Oh, we use a turkey frier to boil the wart in our garage. Works awesome.

sounds good, i may try something like that for the next time around, but i wanted to use premade stuff for the first time around. and i just used a 20qt stock pot on my stove, didn't stink up my house like people said it would. oh and i'm using the plastic stuff right now too. the guy at the store said that's what he's been using since he started years ago.
.


Originally Posted by ScottFW (Post 516084)
Having enough O2 at the start of fermentation has two important effects. One is that it will result in a more complete fermentation and thus a higher % alcohol in the final product, which I think we can all agree is a good thing. This is because as the % alcohol increases, the efficiency of fermentation of each individual yeast cell decreases. The extra shot of O2 supports/boosts the replication of the yeast cells at the beginning so you have more of them around later on when the alcohol rises. Incomplete fermentation is not usually anything to worry about until you start brewing bigger beers, but there are really no downsides to having a shitload of viable happy yeast cells working for you.

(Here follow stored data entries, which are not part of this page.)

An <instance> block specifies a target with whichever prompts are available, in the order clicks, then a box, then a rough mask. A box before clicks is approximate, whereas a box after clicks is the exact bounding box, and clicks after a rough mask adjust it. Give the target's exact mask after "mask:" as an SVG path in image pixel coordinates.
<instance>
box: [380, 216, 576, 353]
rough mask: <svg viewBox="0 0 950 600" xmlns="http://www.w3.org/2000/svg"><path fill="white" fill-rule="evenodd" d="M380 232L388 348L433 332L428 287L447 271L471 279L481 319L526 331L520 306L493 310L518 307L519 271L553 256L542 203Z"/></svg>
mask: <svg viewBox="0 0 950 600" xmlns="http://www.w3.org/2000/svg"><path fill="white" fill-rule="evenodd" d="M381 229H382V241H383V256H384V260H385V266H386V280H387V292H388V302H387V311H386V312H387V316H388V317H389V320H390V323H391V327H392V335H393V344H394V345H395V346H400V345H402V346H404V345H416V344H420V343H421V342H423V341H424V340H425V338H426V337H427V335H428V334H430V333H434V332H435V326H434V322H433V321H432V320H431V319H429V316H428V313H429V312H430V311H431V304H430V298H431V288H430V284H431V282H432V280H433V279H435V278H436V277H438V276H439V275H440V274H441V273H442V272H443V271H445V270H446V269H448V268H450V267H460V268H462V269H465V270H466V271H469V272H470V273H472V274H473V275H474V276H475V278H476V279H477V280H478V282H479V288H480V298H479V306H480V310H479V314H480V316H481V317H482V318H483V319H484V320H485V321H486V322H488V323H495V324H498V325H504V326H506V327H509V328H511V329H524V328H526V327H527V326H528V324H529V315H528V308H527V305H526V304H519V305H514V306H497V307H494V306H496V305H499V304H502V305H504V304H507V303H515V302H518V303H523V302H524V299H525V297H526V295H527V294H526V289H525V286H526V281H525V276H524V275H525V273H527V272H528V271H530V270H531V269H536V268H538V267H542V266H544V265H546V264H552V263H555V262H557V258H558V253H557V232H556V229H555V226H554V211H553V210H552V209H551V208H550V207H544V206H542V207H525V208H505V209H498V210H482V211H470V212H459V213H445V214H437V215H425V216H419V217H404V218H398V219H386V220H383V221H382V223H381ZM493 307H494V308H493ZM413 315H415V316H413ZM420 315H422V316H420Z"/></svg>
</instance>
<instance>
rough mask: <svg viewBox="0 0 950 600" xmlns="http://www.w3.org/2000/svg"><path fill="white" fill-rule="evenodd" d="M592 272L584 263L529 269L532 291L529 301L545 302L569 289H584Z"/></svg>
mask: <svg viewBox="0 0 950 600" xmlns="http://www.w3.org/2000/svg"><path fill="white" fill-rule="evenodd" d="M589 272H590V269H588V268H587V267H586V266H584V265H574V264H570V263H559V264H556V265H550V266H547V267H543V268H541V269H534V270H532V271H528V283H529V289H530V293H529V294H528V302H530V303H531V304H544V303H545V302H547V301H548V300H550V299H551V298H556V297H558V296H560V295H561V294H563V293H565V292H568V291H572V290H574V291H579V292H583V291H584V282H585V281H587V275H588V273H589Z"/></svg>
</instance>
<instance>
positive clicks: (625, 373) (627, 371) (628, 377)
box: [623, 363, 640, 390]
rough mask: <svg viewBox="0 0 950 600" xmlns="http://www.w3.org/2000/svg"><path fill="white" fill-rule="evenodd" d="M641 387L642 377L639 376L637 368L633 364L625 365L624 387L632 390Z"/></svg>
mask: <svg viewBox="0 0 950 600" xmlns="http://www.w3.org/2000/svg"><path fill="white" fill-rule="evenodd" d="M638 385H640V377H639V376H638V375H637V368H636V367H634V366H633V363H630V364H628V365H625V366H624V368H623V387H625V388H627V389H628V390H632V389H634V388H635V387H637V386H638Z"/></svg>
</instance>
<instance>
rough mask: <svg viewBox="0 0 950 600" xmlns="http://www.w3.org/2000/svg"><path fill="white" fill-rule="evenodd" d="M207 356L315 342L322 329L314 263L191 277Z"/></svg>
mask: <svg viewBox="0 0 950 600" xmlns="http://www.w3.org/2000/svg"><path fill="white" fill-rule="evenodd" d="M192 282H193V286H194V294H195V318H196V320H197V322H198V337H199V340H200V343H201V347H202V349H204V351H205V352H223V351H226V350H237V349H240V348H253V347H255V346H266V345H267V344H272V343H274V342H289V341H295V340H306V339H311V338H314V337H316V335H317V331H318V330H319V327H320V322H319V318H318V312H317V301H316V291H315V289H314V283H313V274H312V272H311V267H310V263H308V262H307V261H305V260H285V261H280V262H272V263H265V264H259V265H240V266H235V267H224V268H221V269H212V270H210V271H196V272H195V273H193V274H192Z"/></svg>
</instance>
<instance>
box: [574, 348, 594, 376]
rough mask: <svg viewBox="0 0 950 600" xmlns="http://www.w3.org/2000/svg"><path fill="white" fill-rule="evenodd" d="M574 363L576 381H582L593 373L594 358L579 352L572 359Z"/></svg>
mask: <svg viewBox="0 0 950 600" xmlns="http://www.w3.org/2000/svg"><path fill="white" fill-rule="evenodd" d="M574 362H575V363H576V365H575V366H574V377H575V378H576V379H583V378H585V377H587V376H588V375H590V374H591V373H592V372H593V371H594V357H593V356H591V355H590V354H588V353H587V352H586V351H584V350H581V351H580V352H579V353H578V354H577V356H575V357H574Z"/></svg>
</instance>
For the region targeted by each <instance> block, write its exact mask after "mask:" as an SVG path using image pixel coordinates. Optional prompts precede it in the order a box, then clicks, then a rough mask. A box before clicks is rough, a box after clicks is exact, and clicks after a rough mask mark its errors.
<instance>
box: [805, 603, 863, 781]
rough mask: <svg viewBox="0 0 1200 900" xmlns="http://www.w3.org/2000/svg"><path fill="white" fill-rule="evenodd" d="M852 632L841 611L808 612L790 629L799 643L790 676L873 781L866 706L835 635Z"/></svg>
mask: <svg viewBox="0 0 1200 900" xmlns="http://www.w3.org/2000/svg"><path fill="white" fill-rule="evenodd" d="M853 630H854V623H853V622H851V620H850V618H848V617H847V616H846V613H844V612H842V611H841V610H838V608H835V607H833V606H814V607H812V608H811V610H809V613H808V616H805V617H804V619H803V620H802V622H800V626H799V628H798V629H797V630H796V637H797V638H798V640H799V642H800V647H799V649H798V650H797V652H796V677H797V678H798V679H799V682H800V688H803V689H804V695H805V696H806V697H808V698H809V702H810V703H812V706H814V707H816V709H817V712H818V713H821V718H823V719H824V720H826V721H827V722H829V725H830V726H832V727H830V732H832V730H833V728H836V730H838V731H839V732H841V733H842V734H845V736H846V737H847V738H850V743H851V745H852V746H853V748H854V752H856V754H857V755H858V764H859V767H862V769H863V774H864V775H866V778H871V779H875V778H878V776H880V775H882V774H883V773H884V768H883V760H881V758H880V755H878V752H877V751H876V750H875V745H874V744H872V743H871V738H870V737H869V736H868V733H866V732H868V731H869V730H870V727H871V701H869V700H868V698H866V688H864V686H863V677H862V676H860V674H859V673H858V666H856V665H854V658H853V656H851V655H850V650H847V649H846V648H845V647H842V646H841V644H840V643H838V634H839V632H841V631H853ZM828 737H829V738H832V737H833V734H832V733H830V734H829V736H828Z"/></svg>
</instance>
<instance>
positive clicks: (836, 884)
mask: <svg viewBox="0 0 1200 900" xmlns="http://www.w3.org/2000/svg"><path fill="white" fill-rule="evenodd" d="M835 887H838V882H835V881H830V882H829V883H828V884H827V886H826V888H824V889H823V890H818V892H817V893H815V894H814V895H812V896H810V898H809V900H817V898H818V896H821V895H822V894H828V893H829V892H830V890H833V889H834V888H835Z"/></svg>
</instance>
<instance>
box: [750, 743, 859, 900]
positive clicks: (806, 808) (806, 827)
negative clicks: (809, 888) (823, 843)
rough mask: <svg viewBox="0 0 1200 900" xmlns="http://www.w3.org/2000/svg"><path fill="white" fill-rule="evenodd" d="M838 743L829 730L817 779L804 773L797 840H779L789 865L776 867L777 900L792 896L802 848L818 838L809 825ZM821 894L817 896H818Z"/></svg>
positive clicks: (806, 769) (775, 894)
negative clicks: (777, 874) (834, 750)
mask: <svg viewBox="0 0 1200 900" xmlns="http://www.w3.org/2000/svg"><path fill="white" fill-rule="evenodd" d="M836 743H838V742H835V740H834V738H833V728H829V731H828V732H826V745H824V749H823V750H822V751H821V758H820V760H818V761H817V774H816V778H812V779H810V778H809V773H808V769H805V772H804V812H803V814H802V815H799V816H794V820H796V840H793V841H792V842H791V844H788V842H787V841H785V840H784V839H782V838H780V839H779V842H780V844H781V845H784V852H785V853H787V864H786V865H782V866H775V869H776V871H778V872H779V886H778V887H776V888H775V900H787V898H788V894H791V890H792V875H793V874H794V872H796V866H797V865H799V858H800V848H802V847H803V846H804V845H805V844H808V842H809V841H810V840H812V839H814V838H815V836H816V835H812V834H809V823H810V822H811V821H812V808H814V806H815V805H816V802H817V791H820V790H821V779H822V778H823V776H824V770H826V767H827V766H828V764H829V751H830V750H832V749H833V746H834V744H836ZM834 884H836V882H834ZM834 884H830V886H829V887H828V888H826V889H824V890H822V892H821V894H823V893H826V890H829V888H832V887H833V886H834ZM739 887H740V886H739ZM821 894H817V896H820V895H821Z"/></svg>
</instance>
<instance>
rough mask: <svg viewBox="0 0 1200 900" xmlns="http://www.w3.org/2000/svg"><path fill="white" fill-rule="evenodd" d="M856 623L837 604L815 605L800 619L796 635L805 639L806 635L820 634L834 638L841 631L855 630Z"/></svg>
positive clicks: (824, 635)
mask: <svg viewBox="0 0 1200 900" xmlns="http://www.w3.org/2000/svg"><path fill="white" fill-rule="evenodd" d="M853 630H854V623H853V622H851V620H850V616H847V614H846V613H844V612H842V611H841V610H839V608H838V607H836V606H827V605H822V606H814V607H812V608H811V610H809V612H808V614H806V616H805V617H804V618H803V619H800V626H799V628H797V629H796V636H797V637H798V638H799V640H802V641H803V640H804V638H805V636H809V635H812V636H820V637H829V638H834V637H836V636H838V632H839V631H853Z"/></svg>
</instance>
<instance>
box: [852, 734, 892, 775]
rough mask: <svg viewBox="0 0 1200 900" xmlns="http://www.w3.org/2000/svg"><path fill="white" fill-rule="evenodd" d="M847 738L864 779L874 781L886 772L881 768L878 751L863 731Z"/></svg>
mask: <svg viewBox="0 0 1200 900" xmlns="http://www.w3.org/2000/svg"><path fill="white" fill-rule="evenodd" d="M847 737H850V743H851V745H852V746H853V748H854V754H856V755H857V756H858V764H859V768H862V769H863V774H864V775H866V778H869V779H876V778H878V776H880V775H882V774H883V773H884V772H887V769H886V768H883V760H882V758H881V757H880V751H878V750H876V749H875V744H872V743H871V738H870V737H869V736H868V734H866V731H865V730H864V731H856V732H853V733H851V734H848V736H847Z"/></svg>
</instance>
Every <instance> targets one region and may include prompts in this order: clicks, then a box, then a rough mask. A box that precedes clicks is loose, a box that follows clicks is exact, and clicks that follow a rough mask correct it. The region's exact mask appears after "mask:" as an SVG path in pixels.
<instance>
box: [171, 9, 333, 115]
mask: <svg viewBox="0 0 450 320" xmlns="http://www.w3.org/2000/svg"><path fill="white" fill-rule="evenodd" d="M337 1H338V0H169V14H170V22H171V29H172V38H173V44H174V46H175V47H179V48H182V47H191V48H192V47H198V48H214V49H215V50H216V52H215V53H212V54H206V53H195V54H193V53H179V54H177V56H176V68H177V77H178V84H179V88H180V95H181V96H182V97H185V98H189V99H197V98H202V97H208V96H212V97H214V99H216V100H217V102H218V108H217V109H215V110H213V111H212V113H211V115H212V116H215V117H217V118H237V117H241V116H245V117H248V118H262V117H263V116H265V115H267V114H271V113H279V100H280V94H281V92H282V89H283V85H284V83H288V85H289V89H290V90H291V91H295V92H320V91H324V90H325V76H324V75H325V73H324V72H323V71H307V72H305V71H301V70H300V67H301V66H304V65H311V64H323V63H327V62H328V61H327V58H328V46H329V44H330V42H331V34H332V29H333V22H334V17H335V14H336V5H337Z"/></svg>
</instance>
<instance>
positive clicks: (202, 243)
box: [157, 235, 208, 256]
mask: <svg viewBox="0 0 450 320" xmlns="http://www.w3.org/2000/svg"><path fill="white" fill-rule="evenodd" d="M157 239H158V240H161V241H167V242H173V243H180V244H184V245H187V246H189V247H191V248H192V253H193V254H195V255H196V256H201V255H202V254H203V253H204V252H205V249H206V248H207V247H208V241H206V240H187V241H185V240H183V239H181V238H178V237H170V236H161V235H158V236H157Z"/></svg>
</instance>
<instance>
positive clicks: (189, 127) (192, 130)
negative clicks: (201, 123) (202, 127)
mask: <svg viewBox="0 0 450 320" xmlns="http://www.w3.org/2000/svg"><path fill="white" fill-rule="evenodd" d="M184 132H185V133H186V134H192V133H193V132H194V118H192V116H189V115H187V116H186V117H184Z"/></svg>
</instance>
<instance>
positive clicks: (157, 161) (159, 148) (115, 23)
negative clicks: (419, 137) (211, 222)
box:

The extra O2 and the boost it gives the yeast also helps protect against infection by undesirable microbes. The sugary wort is nutrient-rich for any bug, including ones that will make your beer taste like crap. A vigorous yeast culture will outcompete any other microbes that happen to make it past your sanitizing efforts.

The sintered brass stone, valve, and tubing can be bought at your brew supply shop and the O2 cylinders can be had at HD/Lowe's. After you get the wort in the fermenter, give it about a 45-60 second dose of O2.

Keep in mind that while lots of O2 is good to start fermentation, you want to minimize the air/O2 exposure of your finished beer. Oxidation will wreck hops flavor and generally make the beer taste old and stale, so when racking to a secondary fermenter or bottling/kegging you want to disturb the liquid as little as possible. Keep your siphon ends submerged at all times and keep the sloshing to a minimum. :beer:

lol. ok well you make a good case. more stuff to buy i suppose:sadwavey:

KPLAFIN 01-31-2010 08:07 PM

I can't wait until I have the space and time to start home brewing. Damn barracks and Army.